Wat hier volgt, is de eerste lezing van Douma over de dwaling van het chiliasme.

1. Onze avonden over Israël vinden plaats terwijl er een oorlog woedt of nauwelijks nog is uitgewoed in de Gaza-strook. Het volk Israël dat door raketten bestookt werd vanuit het zuiden door de Palestijnse Hamasbeweging, verdedigde zich daartegen met de wapens. Het is Israëls goed recht om zijn buren, zo nodig met geweld, tot de orde te roepen. Israël is een internationaal erkende staat die de veiligheid van zijn grondgebied mag verdedigen. Bijval zal vanavond wel samengaan met het leveren van kritiek op bepaalde aspecten van Israëls politiek en ook met kritiek op de bijval die zij die veel christenen maar moeilijk op het huidige Israël kunnen leveren

2. Het eerste thema op deze avond brengt ons in een totaal andere sfeer dan in die van geweld en oorlog. Wij spreken over het ‘duizendjarig rijk’. Bijbelvaste lezers begrijpen dat het dan gaat over Openbaring 20, waar we in de eerste verzen het volgende lezen:

Ik (Johannes) zag een engel uit de hemel neerdalen met de sleutel van de onderaardse diepte en zware ketenen in zijn hand. Hij greep de draak, de slang van weleer, die ook duivel of Satan wordt genoemd, en ketende hem voor duizend jaren. Hij gooide hem in de diepte, sloot de put boven hem en verzegelde die, opdat de volken niet meer door hem misleid zouden worden tot de duizend jaren voorbij waren; daarna moet hij korte tijd worden losgelaten. (Openbaring 20:1vv)
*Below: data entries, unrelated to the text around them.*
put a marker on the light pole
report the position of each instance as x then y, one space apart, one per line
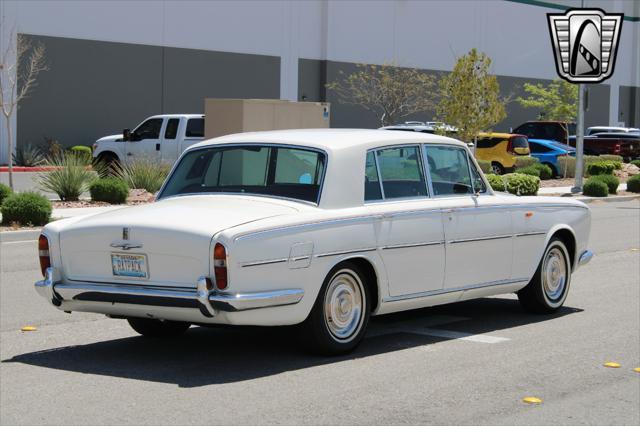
577 187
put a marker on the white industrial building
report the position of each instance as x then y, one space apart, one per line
113 63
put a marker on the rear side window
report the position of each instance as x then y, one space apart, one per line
538 148
449 170
401 172
172 128
195 128
372 190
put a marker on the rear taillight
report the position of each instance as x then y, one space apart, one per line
43 254
220 266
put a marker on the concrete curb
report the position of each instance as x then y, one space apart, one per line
13 236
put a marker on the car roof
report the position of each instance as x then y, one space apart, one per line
331 140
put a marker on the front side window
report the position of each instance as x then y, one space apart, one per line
150 129
449 170
401 172
195 128
252 169
172 128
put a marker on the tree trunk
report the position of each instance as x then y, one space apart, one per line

Wat gebeurt er in de tijd van deze opsluiting van Satan? Satan kan de volken niet meer misleiden. Nog eenmaal zal hij daarvoor de tijd krijgen, maar dan na die duizend jaren. Gedurende deze duizend jaren gebeurt het volgende:

Ik zag tronen en aan hen die erop zaten werd recht gedaan. Het zijn de zielen van hen die onthoofd waren omdat ze van Jezus hadden getuigd en over God hadden gesproken; zij hadden het beest en zijn beeld niet aanbeden en ook zijn merkteken niet op hun voorhoofd of hand gekregen. Zij waren tot leven gekomen en heersten duizend jaar lang met de messias. De andere doden kwamen niet tot leven voordat de duizend jaar voorbij waren. Dit is de eerste opstanding. (Openbaring 20:4 vv)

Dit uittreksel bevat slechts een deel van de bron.